The issue on the legalization of marijuana evokes diverse reactions from different places across the globe in accordance with how the correlated morals shape or rather dictate one’s opinion. The legalization of marijuana for the medical purpose has over the years remained the subject of continual controversy based on its clinical applications in state-sanctioned dispensaries and the place of marijuana in the public health policy (Ferguson 45). The medical applicability of this illicit recreational substance has re-surfaced as a timely, albeit polarizing, subject to clinical practitioners and members of P&T and the public. However, many states have or are currently embracing the legalization of marijuana for the medical purposes (Monte, Richard and Kennon 242). Conversely, the healthcare practitioners undertake in-depth studies to understand the effects of marijuana on their clients. Many benefits have been realized from the utilization of medical marijuana. However, the utilization of marijuana is restrained by regulatory inconsistencies and ambiguities. This is because there are legal risks involved due to the difference in its prescription by a different physician from those prescribing traditional approved medications. Another inconsistency is that P&T committees may find it hard since hospitals are mandated to dispense marijuana (Hickenlooper 245). Marijuana should be legalized and eliminated from the criminal justice systems but regulated similarly to Tobacco and alcohol. The drug should be legalized and regulated to ensure that country’s largest cash crop is included under the rule of law. Legalization and regulating marijuana will create jobs and increase economic opportunities within the formal economy rather than the illicit market. This will also lead to the preservation of state scarce law enforcement resources. It will be better used to protect public safety and a reduction in the corrections and courts costs. There will be an increased acquisition of significant new sources of tax revenues from the regulation of marijuana sales (Campbell, Jean and Nathan 56). The continuous criminalization of marijuana harms the young population, people of color disproportionately. Marijuana’s criminalization has sponsored massive levels of corruption and violence and has failed to bar youth access.
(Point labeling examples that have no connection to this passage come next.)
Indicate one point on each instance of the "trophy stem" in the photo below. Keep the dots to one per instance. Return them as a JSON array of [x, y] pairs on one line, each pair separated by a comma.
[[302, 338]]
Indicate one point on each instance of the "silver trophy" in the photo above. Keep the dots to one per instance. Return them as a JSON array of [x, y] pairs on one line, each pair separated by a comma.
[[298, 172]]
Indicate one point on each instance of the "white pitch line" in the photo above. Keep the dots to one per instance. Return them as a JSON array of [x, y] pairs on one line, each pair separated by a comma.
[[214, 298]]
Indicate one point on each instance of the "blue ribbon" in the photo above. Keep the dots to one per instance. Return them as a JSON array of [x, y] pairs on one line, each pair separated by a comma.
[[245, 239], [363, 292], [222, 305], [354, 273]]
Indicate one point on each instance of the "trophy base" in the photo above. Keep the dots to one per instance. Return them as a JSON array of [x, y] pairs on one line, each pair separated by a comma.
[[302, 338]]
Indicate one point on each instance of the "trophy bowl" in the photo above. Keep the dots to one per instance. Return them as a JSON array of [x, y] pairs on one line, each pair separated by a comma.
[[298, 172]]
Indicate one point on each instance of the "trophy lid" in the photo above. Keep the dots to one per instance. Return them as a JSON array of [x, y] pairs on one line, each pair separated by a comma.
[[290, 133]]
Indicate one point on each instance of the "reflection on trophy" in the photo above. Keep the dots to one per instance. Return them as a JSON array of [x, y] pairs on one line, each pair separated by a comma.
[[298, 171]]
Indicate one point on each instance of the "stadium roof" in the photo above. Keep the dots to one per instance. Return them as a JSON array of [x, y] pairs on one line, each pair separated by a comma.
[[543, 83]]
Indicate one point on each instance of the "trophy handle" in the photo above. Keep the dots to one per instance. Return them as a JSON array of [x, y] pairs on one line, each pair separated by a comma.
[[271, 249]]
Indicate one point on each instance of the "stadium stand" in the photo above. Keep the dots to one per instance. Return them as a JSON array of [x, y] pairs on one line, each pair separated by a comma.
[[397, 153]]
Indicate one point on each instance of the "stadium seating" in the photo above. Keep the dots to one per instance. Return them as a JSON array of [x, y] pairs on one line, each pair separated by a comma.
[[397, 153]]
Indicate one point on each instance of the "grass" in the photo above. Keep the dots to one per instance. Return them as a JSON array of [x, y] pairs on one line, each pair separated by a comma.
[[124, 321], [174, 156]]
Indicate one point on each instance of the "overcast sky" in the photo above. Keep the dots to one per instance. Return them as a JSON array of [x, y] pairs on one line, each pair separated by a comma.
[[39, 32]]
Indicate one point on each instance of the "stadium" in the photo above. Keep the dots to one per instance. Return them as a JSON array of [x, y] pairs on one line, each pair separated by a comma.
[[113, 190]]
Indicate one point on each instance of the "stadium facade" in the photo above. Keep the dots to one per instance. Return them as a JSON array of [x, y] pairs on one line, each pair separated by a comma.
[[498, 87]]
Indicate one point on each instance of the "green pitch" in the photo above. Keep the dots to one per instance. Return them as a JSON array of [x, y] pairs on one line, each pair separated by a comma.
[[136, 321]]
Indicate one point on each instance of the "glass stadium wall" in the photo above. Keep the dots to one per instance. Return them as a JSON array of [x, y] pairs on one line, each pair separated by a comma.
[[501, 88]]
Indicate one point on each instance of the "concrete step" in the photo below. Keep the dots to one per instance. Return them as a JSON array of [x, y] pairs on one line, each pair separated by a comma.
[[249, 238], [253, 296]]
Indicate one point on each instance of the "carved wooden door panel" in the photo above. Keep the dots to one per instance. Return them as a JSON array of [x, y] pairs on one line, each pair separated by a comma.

Campbell, William, Jean Twenge, and Nathan Carter. "Support for Marijuana (Cannabis) Legalization: Untangling Age, Period, and Cohort Effects." Collabra: Psychology 3.1 (2017).
Ferguson, Bob. "Introduction: Legalization of Marijuana in Washington State." Gonz. L. Rev. 50 (2014): 239.
Hickenlooper, Governor John W. "Experimenting with pot: the state of Colorado's legalization of marijuana." The Milbank Quarterly 92.2 (2014): 243-249.
Monte, Andrew A., Richard D. Zane, and Kennon J. Heard. "The implications of marijuana legalization in Colorado." Jama 313.3 (2015): 241-242.